I am a religious INTP, AMA.

My main problem with organized religion is there are so many interpretations. What you end up believing relies heavily on the Pastor or Priest that you're listening to every weekend.

My parents went to two very different churches. One spoke of trying to be more like Jesus to fulfill your holy duties, the other spoke of the End of Times and prophecies and how we need to repent or go to hell. I was awestruck at the contrasts, even though they're the same religion. I would watch as people willingly gave money to "God" and I wondered how God would use money. The obvious answer, is he wouldn't. If an almighty God is so powerful, he doesn't need donations to make things happen. Since this realization I firmly believed that tithe was a scam and even wondered if the Pastors believed the bullshit they were spewing out of their mouths or if they were amazing scam artists. One Pastor was fired after stealing from the church systematically for months and that only reaffirmed my theory.

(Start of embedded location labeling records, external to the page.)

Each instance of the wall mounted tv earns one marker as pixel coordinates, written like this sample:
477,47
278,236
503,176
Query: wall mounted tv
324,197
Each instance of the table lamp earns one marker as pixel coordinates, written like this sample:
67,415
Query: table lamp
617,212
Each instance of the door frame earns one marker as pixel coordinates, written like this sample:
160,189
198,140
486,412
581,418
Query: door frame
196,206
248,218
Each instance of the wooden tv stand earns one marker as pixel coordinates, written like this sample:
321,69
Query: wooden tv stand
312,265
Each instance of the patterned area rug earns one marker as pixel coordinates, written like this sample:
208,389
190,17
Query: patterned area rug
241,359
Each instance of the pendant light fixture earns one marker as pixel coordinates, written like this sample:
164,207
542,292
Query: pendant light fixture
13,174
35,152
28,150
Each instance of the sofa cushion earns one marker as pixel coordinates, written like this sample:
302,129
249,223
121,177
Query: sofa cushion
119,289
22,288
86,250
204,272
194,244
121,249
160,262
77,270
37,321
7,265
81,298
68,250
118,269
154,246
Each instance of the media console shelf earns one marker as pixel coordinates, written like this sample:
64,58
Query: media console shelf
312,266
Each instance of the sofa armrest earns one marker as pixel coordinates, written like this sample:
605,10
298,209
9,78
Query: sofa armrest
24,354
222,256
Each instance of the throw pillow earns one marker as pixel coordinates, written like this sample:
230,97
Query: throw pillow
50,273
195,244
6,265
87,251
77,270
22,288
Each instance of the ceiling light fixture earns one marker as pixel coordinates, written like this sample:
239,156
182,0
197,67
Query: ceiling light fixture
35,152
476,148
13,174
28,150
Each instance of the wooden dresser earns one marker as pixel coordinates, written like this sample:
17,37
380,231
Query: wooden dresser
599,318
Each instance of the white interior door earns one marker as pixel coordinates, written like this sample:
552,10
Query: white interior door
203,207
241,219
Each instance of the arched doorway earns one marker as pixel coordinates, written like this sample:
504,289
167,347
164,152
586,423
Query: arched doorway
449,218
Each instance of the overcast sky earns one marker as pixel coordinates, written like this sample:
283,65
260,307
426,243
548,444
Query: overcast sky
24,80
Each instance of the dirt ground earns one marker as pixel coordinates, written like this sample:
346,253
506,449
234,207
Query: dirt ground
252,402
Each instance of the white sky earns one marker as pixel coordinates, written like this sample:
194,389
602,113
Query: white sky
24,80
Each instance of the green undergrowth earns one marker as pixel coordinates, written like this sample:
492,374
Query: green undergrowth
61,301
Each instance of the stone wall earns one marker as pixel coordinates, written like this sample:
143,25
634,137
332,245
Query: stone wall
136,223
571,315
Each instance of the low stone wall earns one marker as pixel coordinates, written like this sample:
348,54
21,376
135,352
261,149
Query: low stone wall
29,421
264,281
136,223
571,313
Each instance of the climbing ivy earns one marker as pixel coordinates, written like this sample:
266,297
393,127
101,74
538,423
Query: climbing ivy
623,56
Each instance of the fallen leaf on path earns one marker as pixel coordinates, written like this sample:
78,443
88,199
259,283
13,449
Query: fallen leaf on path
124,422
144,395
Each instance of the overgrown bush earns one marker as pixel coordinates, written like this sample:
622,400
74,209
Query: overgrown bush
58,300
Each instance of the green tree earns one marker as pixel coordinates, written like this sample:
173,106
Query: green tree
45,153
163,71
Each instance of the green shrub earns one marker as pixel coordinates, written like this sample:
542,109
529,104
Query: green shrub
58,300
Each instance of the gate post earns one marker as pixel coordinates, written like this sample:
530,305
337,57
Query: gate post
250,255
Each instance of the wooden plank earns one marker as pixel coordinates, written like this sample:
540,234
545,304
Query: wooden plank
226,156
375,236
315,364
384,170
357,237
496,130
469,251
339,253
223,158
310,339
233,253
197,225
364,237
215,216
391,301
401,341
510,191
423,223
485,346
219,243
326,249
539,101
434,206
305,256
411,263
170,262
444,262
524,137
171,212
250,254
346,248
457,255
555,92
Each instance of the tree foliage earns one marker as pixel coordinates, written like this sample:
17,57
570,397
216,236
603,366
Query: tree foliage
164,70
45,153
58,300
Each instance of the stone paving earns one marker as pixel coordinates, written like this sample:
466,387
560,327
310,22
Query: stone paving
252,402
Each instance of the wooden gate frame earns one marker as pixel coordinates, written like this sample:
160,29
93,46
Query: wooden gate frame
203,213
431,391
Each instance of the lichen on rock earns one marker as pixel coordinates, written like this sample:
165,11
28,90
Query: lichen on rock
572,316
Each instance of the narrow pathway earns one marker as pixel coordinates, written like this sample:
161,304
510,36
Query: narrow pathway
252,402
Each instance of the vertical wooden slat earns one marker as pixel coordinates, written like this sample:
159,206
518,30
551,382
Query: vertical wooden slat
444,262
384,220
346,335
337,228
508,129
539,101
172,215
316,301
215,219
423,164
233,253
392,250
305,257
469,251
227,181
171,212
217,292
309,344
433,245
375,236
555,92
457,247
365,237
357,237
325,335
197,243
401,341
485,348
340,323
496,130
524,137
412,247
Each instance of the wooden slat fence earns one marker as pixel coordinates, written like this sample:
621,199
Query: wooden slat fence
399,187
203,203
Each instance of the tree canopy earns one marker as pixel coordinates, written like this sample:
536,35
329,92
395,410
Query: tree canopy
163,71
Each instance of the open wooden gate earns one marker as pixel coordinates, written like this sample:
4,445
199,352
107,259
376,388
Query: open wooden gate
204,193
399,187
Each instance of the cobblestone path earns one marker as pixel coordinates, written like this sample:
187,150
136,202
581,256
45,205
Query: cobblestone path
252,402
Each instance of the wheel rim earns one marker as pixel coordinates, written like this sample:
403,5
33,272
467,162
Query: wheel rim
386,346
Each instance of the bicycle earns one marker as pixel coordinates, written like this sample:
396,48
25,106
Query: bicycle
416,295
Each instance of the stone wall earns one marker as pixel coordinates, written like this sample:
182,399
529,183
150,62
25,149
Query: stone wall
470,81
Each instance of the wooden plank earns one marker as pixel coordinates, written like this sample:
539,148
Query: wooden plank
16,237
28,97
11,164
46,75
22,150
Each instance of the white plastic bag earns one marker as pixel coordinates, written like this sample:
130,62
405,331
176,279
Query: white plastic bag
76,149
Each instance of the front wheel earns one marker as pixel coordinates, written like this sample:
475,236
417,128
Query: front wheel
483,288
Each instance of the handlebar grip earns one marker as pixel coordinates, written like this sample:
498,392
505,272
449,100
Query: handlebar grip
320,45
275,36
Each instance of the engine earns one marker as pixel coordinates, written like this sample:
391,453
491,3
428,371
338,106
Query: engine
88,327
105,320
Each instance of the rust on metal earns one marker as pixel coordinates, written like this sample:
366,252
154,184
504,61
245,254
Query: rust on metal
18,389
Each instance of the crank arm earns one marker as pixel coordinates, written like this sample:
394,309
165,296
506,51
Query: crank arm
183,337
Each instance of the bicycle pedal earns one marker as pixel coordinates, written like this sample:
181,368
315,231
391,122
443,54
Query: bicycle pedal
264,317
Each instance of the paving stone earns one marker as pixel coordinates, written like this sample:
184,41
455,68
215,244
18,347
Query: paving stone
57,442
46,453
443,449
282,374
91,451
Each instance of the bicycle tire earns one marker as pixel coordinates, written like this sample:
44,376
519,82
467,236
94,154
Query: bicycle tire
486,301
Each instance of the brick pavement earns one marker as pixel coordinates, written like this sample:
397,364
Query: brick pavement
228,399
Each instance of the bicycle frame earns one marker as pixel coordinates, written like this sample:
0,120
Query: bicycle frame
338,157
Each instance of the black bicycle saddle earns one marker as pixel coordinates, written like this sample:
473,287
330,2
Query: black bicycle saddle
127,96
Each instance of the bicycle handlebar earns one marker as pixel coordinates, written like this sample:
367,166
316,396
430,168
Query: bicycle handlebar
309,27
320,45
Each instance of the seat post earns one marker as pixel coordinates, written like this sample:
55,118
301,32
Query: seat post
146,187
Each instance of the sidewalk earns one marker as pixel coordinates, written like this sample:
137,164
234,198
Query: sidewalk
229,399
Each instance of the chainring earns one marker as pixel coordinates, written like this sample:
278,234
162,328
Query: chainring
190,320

For a while I was atheist, then agnostic when I realized there might be something out there. Now I'm reading into Buddhism and am very intrigued by their practices - all whilst not worshiping a God. Zazen, the art of meditation, has been practiced by them for centuries. Recently there have been a plethora of studies that prove the benefits of meditation. Buddhism is way ahead of it's time. I consider myself a Buddhist. Which makes me spiritual, not religious.

(And of course I did research on all of the Christian debunks when I was in my doubting phase. I told myself I was Christian for years before realizing that I've been lying to myself. Nothing in my life has given me any reason to believe in a higher power - or at least one that actually gives a fuck about his "sheep")

How did you look past all of this? What is your proof that God actually cares about you; that he gives a fuck?